Thirty-three children participated in our workshops, which is interesting considering the school’s official enrollment figure is 28.  Way to go, Tebughna School students! Several of you were able to keep a straight face in spite of all the silly antics of our actors who were determined to make you laugh. Following our theater games, Erika (Lynx) Bergren’s poetry workshop helped us connect with what makes Tyonek special to the kids who live there.

Actor and Poet Lance Claymore (Wolf) models the prompt for our Poetry workshop.

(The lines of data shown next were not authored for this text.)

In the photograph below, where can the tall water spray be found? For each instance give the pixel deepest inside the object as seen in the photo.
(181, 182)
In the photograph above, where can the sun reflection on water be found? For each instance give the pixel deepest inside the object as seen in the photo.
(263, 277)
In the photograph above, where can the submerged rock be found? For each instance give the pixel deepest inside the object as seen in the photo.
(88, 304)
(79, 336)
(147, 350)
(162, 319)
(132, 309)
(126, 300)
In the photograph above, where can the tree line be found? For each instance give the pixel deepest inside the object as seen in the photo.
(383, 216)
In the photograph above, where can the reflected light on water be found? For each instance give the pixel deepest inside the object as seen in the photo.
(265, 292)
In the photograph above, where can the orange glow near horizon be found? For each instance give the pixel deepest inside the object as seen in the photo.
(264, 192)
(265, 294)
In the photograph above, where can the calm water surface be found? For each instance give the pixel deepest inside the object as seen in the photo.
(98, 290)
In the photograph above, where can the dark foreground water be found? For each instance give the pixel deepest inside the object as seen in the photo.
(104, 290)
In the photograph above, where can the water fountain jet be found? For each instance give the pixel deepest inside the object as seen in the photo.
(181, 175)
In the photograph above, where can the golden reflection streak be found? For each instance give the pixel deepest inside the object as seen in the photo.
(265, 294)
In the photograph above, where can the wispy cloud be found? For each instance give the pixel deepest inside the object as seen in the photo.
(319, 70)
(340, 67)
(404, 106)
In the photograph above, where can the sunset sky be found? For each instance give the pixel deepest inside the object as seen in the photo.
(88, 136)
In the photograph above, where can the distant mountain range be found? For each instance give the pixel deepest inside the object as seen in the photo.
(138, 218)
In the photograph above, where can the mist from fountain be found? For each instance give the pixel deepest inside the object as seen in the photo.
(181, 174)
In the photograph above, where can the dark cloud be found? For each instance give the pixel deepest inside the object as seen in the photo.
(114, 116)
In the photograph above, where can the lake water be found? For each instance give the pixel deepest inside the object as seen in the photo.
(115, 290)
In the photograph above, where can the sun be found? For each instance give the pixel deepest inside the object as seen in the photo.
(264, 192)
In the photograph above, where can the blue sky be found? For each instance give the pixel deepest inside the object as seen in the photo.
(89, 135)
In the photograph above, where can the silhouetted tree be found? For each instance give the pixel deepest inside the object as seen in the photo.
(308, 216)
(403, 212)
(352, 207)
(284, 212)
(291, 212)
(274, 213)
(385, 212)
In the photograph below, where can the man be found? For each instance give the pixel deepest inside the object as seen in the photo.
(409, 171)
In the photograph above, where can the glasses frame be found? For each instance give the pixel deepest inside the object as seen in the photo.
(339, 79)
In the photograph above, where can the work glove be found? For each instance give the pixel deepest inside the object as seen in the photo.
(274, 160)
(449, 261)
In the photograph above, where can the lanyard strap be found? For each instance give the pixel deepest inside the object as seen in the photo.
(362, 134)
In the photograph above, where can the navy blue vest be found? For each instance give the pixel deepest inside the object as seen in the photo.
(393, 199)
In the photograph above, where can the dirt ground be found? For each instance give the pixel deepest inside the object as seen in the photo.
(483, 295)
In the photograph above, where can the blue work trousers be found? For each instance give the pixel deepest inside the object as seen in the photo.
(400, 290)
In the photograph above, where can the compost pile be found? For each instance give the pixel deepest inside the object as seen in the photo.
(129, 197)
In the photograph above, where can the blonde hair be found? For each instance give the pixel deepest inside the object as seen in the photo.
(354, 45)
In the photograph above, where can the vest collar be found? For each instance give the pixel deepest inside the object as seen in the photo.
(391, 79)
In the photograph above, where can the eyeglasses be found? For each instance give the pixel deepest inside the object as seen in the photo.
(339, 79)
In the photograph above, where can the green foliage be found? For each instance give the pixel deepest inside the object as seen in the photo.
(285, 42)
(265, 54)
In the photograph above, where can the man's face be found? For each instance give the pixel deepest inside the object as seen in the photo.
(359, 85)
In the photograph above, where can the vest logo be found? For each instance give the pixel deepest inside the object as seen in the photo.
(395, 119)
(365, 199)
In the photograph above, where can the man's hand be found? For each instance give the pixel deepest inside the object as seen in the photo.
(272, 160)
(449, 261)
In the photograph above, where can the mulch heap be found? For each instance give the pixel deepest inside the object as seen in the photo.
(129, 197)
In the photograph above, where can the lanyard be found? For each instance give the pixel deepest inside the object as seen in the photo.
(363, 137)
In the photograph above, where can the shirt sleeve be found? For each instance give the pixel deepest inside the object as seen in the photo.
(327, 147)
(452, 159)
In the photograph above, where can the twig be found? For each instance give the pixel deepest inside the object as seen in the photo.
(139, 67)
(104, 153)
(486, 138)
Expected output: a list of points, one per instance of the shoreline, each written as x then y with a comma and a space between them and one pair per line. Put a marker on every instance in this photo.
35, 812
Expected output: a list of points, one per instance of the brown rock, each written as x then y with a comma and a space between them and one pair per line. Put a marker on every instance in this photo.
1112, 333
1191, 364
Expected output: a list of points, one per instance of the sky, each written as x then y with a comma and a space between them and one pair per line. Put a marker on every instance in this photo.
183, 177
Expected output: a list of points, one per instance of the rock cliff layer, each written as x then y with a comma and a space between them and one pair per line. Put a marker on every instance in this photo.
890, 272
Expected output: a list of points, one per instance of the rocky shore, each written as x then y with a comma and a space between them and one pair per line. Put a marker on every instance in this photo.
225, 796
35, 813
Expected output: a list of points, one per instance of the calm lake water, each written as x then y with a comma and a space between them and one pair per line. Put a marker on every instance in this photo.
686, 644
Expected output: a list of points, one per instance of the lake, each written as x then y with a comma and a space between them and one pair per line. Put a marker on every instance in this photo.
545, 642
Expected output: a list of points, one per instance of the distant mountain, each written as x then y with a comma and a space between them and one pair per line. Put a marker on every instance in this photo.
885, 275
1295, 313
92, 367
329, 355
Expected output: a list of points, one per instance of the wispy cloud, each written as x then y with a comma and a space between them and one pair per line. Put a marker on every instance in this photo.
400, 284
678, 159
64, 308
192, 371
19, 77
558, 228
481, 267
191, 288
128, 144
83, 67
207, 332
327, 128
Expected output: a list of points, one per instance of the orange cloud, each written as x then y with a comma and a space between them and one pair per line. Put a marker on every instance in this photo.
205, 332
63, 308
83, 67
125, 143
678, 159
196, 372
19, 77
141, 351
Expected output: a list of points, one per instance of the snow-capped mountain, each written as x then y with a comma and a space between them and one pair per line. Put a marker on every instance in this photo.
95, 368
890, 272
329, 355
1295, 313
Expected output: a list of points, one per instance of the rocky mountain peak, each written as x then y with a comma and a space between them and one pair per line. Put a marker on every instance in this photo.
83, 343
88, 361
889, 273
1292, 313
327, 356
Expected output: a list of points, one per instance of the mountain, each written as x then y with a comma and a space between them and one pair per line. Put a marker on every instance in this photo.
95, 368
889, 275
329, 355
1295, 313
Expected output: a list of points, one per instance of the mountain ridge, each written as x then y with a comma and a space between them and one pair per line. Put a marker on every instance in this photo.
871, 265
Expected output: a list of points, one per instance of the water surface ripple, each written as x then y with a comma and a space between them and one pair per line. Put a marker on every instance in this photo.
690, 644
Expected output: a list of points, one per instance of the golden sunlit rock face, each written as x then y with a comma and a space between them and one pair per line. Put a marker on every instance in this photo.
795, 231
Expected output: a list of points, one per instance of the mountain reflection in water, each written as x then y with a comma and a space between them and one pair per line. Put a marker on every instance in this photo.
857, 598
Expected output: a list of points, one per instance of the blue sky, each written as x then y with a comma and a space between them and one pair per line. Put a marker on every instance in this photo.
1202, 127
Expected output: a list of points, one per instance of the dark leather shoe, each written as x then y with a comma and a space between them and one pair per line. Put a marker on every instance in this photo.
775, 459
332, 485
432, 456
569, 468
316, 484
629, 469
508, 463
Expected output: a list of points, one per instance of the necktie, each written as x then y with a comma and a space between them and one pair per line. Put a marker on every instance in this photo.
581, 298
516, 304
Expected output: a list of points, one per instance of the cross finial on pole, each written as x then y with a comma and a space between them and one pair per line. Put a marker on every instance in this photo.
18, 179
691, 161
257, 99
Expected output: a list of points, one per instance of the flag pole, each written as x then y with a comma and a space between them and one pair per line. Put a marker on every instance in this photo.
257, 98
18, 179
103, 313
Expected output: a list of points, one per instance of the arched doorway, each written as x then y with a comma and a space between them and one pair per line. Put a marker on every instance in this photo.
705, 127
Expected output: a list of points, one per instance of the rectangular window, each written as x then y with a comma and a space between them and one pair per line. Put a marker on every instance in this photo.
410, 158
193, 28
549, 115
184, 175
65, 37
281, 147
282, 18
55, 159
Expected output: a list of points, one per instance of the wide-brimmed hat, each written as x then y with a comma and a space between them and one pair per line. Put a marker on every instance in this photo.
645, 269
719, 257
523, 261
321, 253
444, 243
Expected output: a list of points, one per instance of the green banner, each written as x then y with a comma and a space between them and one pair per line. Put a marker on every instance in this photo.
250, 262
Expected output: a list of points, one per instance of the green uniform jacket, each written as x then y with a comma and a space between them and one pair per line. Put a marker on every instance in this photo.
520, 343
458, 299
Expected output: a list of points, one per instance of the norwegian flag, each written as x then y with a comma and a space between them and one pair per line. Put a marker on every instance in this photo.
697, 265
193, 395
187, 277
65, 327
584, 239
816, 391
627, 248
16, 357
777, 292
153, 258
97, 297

Such a wealth of talent among Tyonek kids!

 

The pre-show potluck carried on despite a 1.5-hour power outage which meant none of the cooks were able to make fry bread. Thanks to Janelle Baker, Native Village of Tyonek, we had a terrific turnout of 45 for our show, that’s 38% of the total population.

Ah Tyonek, we’ll remember your endless beach and breaching belugas, but most of all your great kids and friendly people.

 

36th Annual Protecting Our Children Conference – Anchorage 2018

We were excited that The Winter Bear & the Power of Story was accepted for a panel discussion at the 36th Annual American Indian Child Welfare Association meeting at the Dena’ina Convention Center in Anchorage in April 2018.

We were honored that Sidney Huntington’s daughter, Anna Huntington-Kriska, who is also the Grant Advisor for Behavioral Health at Southcentral Foundation, was one of our panel members, along with Winter Bear Lead Actor Brían Wescott, Director Tom Robenolt and Playwright Anne Hanley.

Ms. Huntington-Kriska told her own powerful story of how suicide has impacted her life and why she has chosen time and again to cycle back into suicide prevention work.

Annie Huntington-Kriska, one of Sidney’s daughters.

Audience members told us about their own arts-related suicide prevention projects. Two that stood out: A California project about suicide that wove personal stories of suicide survivors into compelling dramas; and an arts collective in Manitoba that explored the root causes of suicide through poetry, music and art.

Thank you NICWA for allowing us to connect with people from all over the U.S. and Canada who are harnessing the power of story to break the hold of suicide.